PhD Research


Motivation for research in this area may be provided on two levels. Early investigations into vision attempted to break down biological systems into their constituent parts and hence build a model for the process as a whole. This approach broke down due to the complexity of the systems and the lack of understanding of the information processing tasks being performed; endeavouring to understand a particular implementation (the human visual system) without understanding the underlying principles involved. The insight offered by Marr and his contemporaries was the suggestion that: "One cannot understand what seeing is and how it works unless one understands the underlying information processing tasks being solved." [Marr 1982]. Thus, the first motivation to study computer vision is to gain an insight into the fundamentals of information processing in vision. This in turn provides insights into questions about the human visual system and the portions of the brain that perform the corresponding interpretations.

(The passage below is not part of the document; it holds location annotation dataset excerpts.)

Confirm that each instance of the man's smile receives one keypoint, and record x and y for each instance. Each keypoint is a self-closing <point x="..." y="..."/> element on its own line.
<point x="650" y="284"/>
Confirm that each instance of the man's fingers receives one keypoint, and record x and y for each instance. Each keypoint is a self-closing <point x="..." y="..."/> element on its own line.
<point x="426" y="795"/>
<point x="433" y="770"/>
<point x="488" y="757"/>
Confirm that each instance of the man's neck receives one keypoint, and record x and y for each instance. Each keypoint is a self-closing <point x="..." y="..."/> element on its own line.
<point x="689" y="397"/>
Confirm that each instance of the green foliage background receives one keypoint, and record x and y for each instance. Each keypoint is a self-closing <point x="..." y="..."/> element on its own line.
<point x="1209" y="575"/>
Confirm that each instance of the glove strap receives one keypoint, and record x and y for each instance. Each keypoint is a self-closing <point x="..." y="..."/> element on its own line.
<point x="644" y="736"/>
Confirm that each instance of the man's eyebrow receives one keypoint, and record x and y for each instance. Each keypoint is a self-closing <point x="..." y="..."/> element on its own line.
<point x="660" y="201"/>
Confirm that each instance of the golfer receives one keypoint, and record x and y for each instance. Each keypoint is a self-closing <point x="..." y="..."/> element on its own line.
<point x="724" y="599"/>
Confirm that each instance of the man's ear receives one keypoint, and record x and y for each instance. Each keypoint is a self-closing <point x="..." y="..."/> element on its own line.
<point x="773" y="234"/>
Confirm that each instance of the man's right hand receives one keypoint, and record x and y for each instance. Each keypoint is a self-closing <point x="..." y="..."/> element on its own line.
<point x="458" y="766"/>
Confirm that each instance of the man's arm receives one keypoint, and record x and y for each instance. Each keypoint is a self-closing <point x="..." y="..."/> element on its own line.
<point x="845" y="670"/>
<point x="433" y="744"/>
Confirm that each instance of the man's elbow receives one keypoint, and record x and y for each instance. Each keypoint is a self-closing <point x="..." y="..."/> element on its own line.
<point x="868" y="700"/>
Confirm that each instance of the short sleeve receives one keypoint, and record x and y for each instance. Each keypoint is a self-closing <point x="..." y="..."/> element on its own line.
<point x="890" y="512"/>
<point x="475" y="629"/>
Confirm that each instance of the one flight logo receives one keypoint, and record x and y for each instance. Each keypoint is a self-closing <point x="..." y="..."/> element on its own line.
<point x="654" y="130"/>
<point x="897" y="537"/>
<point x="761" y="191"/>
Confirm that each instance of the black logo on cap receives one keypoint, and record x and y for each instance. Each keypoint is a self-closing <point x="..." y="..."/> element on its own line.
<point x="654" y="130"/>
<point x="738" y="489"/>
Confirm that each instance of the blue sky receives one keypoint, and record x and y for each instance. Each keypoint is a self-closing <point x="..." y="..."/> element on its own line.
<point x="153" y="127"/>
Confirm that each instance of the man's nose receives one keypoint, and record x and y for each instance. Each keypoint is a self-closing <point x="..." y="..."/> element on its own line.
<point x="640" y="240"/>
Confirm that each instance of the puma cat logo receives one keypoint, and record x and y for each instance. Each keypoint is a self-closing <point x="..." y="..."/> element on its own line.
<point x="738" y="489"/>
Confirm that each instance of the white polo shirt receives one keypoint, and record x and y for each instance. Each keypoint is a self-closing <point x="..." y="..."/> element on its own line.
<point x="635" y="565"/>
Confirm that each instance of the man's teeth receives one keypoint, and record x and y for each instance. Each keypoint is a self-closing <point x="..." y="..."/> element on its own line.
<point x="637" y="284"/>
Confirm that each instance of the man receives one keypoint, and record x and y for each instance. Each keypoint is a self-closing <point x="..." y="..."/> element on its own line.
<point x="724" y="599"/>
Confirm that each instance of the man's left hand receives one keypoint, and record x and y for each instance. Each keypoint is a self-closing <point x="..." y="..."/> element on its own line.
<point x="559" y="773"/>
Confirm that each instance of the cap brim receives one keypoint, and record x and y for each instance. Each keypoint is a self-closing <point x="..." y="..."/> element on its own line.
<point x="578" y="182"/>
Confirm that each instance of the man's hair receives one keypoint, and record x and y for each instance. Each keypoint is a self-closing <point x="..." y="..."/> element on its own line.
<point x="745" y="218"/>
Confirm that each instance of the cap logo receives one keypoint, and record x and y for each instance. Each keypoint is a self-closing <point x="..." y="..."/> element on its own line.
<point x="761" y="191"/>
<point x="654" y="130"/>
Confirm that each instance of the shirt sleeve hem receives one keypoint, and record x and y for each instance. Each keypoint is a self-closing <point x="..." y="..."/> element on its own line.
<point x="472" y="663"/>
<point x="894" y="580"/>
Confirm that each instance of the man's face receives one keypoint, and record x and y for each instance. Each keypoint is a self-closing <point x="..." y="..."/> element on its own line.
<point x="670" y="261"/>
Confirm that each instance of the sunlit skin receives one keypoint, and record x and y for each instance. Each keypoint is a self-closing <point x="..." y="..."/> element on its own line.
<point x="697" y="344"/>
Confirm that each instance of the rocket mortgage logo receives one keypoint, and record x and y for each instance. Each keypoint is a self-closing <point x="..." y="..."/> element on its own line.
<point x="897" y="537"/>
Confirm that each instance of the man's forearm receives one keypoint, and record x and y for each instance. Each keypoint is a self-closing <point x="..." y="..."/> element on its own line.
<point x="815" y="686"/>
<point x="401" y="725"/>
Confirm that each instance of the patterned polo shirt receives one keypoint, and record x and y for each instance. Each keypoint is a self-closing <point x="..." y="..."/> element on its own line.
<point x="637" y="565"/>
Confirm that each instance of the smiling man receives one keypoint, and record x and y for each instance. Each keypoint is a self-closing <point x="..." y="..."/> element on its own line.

Computational Theory What is the goal of the computation, why is it appropriate and what is the logic of the strategy by which it can be carried out?
Representation and Algorithm How can this computational theory be implemented? In particular what is the representation for the input and the output and what is the algorithm for the transformation?
Hardware Implementation How can the representation and algorithm be realised physically?

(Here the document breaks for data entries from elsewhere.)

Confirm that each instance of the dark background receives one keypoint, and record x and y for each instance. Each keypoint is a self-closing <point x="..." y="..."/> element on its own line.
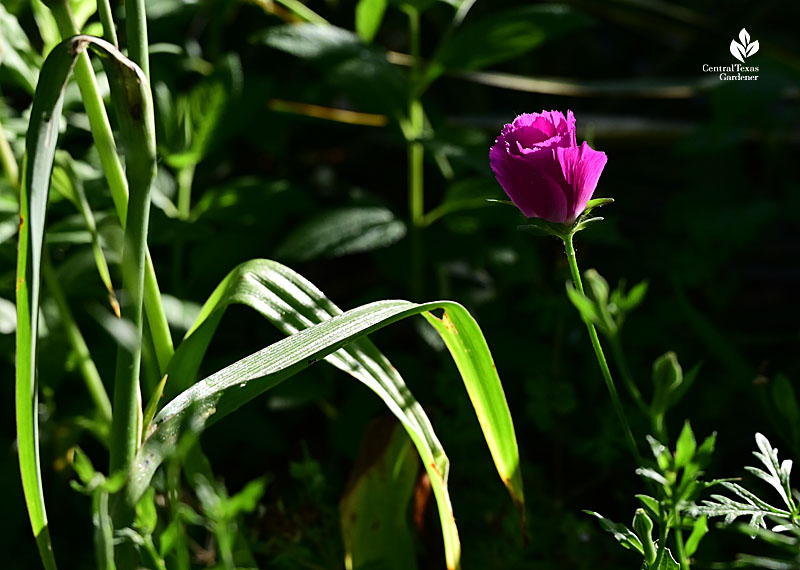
<point x="706" y="188"/>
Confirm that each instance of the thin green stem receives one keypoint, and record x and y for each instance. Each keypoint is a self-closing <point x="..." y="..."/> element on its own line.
<point x="115" y="176"/>
<point x="185" y="178"/>
<point x="94" y="384"/>
<point x="416" y="156"/>
<point x="598" y="350"/>
<point x="136" y="26"/>
<point x="662" y="544"/>
<point x="680" y="548"/>
<point x="8" y="161"/>
<point x="98" y="119"/>
<point x="106" y="18"/>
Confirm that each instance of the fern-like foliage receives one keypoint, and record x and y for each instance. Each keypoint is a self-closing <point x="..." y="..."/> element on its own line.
<point x="777" y="475"/>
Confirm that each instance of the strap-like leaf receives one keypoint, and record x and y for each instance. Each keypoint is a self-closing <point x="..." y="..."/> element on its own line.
<point x="40" y="149"/>
<point x="211" y="399"/>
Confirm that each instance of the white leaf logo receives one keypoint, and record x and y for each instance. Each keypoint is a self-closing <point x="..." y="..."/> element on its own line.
<point x="744" y="49"/>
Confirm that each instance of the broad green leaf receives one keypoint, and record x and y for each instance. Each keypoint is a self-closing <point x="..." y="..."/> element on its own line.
<point x="699" y="530"/>
<point x="345" y="231"/>
<point x="40" y="149"/>
<point x="369" y="15"/>
<point x="503" y="35"/>
<point x="462" y="195"/>
<point x="585" y="306"/>
<point x="643" y="526"/>
<point x="374" y="510"/>
<point x="213" y="398"/>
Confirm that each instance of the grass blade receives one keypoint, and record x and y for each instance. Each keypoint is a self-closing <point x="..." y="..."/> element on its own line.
<point x="218" y="395"/>
<point x="292" y="304"/>
<point x="40" y="148"/>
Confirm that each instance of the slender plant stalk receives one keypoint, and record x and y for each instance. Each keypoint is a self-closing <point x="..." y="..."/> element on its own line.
<point x="136" y="26"/>
<point x="416" y="156"/>
<point x="8" y="161"/>
<point x="115" y="175"/>
<point x="94" y="384"/>
<point x="185" y="178"/>
<point x="662" y="544"/>
<point x="107" y="19"/>
<point x="679" y="546"/>
<point x="598" y="350"/>
<point x="139" y="130"/>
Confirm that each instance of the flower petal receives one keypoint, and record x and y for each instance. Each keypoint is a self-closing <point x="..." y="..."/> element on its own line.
<point x="581" y="167"/>
<point x="531" y="189"/>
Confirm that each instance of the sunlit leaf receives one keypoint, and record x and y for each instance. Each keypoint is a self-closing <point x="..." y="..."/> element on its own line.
<point x="374" y="510"/>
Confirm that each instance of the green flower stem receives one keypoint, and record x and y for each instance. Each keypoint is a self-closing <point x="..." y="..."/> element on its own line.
<point x="109" y="29"/>
<point x="138" y="128"/>
<point x="8" y="161"/>
<point x="115" y="176"/>
<point x="598" y="350"/>
<point x="136" y="26"/>
<point x="416" y="156"/>
<point x="683" y="560"/>
<point x="94" y="384"/>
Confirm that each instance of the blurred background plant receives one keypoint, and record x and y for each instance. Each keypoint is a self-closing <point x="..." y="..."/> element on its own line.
<point x="349" y="140"/>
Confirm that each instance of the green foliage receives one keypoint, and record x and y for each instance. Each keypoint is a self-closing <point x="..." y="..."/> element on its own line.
<point x="342" y="232"/>
<point x="676" y="477"/>
<point x="777" y="476"/>
<point x="375" y="506"/>
<point x="247" y="168"/>
<point x="503" y="35"/>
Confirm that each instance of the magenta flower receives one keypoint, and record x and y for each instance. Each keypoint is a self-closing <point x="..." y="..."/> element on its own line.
<point x="542" y="169"/>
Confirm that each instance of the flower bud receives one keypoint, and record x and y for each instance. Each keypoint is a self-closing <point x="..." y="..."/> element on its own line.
<point x="539" y="164"/>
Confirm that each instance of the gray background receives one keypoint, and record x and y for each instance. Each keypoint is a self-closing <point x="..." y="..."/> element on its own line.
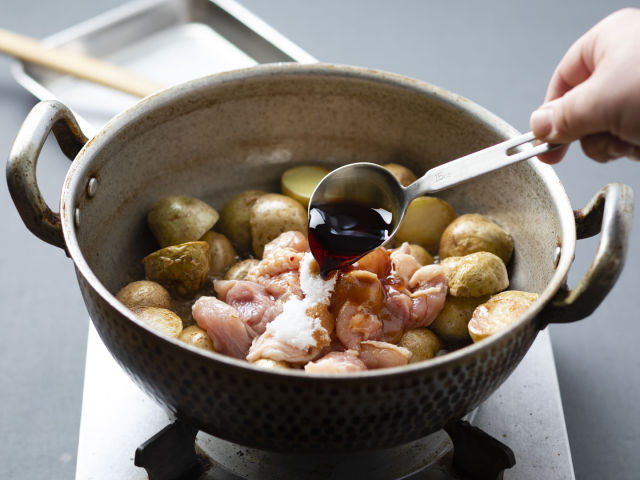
<point x="498" y="54"/>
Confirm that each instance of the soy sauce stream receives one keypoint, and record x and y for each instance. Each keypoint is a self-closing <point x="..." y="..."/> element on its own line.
<point x="340" y="233"/>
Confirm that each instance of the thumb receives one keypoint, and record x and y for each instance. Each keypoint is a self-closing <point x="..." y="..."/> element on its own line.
<point x="579" y="112"/>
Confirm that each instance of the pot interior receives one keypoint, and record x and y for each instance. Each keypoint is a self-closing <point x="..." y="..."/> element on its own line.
<point x="217" y="136"/>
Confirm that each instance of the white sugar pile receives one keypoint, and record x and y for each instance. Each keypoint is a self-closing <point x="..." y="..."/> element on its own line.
<point x="294" y="326"/>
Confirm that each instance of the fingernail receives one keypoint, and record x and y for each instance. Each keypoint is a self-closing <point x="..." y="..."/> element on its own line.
<point x="542" y="122"/>
<point x="618" y="150"/>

Table 1: The three levels at which any machine carrying out an information processing task must be understood. Taken from Figure 1-4, [Marr 1982]

Marr proposed three distinct levels, given in Table 1, upon which an information processing task must be understood. Thus we may conclude that the study of the computational theory, representation and algorithms involved in vision gives us an insight into its challenges and allows us to obtain a deeper understanding whether it be in the context of human or machine vision.


Besides intellectual curiosity, from the viewpoint of an engineer there is a strong motivation for understanding vision in order to create technologies which may useful in their own right. Currently there is a great demand for 3D models of objects in the world; in particular we are noticing the appearance of new 3D display technologies which will create the visualisations and interfaces of the future and change the way we are able to access and interpret information held on computers. Computer vision offers the possibility of providing this 3D information for many applications that in turn provide their own motivation. The most significant current and future applications of 3D model acquisition include:

  • Digital archiving and archaeology.
    The ability to generate 3D models from photos alone is highly attractive to museums and other archival institutions. Photographs are routinely taken for documentation in museums so for very little extra expense we may obtain high resolution models. These models allow interested parties to view pieces from any angle, in an interactive setting, from their own computers and allow museums to provide displays for all the pieces in their collections, not just the ones they have space to display. This is also particularly important for items which must be preserved in a restrictive environment that makes physical display or viewing difficult. Figure 1 shows an example of a model produced for the Victoria and Albert Museum.
  • Medical imaging.
    There have been many advances in medical imaging technologies for studying the internal features of the body but there are situations where a cheap method for creating models of the external body could be put to good use. For instance we can remove the need to take plaster casts in order to generate masks for radiotherapy or a brace for orthopaedics by obtaining a 3D model of part of the body from a small number of photographs. Figure 2 demonstrates a simple example: a model of a hand obtained using nothing more that a camera and a newspaper.
  • Entertainment, communication and the media.
    The entertainment industries are a huge source of demand for 3D data for film and television or providing interactive experiences in training simulations and games. This demand will only increase with the prevalence of new 3D display technologies that are already available in cinemas and in the home. As the ease of communication found with the internet is encouraging global collaboration, we face a greater demand for technologies for communication to reduce the need for travel and allow people to collaborate in an interactive setting. Systems to capture 3D content in real time will greatly increase the quality of this experience and allow the technology to blend into the background making communication more natural. We might also like to create our own 3D content in the home: Figure 3 shows a model of a sculpture, which was obtained from 8 photos taken with a compact digital camera. The processing was performed automatically and required no technical knowledge on the part of the user.
  • Engineering simulation and analysis.
    The ability to capture accurate 3D models is very useful internally to the scientific and engineering communities. An example would be structural analysis of buildings, providing verification of design and looking for wear and fatigue. The ability to perform accurate physical simulations during modern design processes creates a demand for models of existing infrastructure to improve the designs of the future, for example fluid flows around aircraft or buildings, or to assess and protect against earthquakes and hurricanes.

A common factor of these applications is the desire to reconstruct models from photos taken in the 'real world', away from the controlled conditions of the laboratory, and the recognition that the end users of these technologies are specialists in their own fields and not experts in computer vision. It is the desire to study vision whilst also making the outputs of this research useful to and usable by the people who may benefit from these technologies that motivates the contributions of my research.


[Marr 1982]   D. Marr.   Vision.   W.H.Freeman & Co., 1982.